Here are some of the risk factors linking truck drivers and heart attacks:

  • Male 45 or older
  • Female 55 or older
  • Not enough physical activity
  • Stress
  • Obesity
  • Diabetes
  • Smoking (including exposure to secondhand smoke)
  • Illegal drug use
  • Rheumatoid arthritis or another autoimmune illness
  • High blood pressure
  • High blood cholesterol
  • Family history of heart attacks

While there are some factors, such as a family history including heart conditions, that are outside of your control, there is much that a driver can control to stay heart healthy. Factors such as eating right, exercising and keeping stress levels low can reduce the risk of a heart attack and allow truck drivers to stay in the driver’s seat to earn a respectable living in the trucking industry.
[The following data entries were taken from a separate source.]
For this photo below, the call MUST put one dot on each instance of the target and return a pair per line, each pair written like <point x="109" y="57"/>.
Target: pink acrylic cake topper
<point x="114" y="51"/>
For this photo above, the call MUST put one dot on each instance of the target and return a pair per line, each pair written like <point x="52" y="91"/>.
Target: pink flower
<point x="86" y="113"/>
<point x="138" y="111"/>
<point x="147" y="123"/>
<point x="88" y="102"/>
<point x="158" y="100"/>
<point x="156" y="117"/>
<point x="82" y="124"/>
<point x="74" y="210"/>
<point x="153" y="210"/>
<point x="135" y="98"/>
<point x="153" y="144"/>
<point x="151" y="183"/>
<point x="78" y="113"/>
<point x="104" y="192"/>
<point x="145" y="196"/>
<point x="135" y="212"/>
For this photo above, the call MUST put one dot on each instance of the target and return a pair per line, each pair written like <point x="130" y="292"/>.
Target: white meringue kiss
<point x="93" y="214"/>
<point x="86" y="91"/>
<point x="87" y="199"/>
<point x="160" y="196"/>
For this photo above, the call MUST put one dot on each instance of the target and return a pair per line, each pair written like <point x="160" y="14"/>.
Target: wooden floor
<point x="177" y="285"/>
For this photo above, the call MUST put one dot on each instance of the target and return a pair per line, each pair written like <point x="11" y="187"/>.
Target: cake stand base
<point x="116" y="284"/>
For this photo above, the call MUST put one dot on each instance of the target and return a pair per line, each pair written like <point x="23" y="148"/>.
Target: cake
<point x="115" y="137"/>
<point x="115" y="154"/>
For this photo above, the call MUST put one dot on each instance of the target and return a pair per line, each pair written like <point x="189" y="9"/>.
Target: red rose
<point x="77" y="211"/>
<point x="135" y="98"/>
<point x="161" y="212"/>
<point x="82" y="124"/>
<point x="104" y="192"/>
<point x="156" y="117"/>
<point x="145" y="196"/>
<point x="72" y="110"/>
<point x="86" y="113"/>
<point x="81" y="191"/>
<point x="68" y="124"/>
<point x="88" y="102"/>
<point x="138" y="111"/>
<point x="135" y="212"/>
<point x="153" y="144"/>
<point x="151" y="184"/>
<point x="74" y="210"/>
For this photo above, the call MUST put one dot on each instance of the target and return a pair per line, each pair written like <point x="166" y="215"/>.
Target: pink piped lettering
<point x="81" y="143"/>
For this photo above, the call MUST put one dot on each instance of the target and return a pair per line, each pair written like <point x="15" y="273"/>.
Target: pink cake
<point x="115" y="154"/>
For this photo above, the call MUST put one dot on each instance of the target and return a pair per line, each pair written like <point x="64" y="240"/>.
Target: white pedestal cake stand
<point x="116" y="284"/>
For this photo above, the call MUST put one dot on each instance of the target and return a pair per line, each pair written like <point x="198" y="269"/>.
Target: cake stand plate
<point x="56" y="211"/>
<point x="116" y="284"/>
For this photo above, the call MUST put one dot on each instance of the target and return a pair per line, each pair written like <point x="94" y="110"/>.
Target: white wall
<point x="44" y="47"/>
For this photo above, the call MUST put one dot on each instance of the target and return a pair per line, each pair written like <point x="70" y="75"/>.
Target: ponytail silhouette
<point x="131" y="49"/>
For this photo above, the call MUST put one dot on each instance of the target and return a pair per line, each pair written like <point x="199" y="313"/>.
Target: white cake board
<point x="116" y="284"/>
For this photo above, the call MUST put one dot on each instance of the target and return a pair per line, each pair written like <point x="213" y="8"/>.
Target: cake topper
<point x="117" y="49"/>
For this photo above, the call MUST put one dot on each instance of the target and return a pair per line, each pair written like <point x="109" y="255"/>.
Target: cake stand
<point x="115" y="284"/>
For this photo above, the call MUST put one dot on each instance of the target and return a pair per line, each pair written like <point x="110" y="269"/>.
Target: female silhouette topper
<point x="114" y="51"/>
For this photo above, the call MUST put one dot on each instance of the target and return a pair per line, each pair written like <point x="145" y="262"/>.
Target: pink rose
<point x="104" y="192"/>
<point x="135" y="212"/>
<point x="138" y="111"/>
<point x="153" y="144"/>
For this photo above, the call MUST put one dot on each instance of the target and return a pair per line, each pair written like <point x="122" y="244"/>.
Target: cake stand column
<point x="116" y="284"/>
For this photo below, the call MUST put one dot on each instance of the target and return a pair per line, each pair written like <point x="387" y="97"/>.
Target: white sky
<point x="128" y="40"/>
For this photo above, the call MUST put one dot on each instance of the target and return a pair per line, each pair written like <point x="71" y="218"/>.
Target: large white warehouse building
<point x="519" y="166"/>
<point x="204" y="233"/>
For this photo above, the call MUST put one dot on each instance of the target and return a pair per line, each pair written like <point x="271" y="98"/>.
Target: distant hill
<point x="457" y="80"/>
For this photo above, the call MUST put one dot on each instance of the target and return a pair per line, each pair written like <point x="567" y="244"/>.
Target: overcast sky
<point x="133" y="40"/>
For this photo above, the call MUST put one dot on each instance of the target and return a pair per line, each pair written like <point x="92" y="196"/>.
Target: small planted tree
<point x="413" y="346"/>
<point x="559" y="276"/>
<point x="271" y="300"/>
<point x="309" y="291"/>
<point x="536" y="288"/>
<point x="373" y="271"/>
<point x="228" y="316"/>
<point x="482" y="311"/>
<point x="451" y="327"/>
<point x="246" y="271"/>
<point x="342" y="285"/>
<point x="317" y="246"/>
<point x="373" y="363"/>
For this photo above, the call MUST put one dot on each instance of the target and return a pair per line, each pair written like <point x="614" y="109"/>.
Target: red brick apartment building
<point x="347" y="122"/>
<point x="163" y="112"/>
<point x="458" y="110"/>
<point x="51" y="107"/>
Here are some tips to help you stay heart healthy:

  1. Eating habits: High-calorie foods are everywhere on the road. One way to get more heart-healthy food in your diet is to keep a mini-fridge in your rig so you can bring more heart-friendly foods from home. As for eating out, aim to substitute fries with green beans, broccoli or other vegetables. Also, drink water or tea as an alternative to full-calorie sodas with limited nutritional value.
  2. Physical activity: Exercise helps lots of things, not just heart health. It can improve flexibility, blood circulation and back pain in truck drivers. American Heart Association guidelines call for 75 minutes of intense exercise per week (running, for example) or 150 minutes of moderate exercise (walking, for example). If you go the moderate route, that breaks down to just 30 minutes of walk time five days per week. You can get that in by doing short walks before and after you are on the road, and during your breaks.
  3. Smoking: It’s tough to quit smoking, often more so than to quit eating certain types of food. The good news: getting started is sometimes the hardest part. After some time (say, three months), your habits may be noticeably healthier. If all else fails, at least try to cut back; you’ll not only help your overall heart health, you’ll also save money when you purchase fewer cigarettes.
  4. Stress: Stress can be a normal part of life, but if not managed properly, it can be very harmful to your heart. Try to find ways to manage your stress, such as deep breathing, meditation, or yoga. You can also try to reduce your stress by taking breaks, listening to music, or talking to a friend.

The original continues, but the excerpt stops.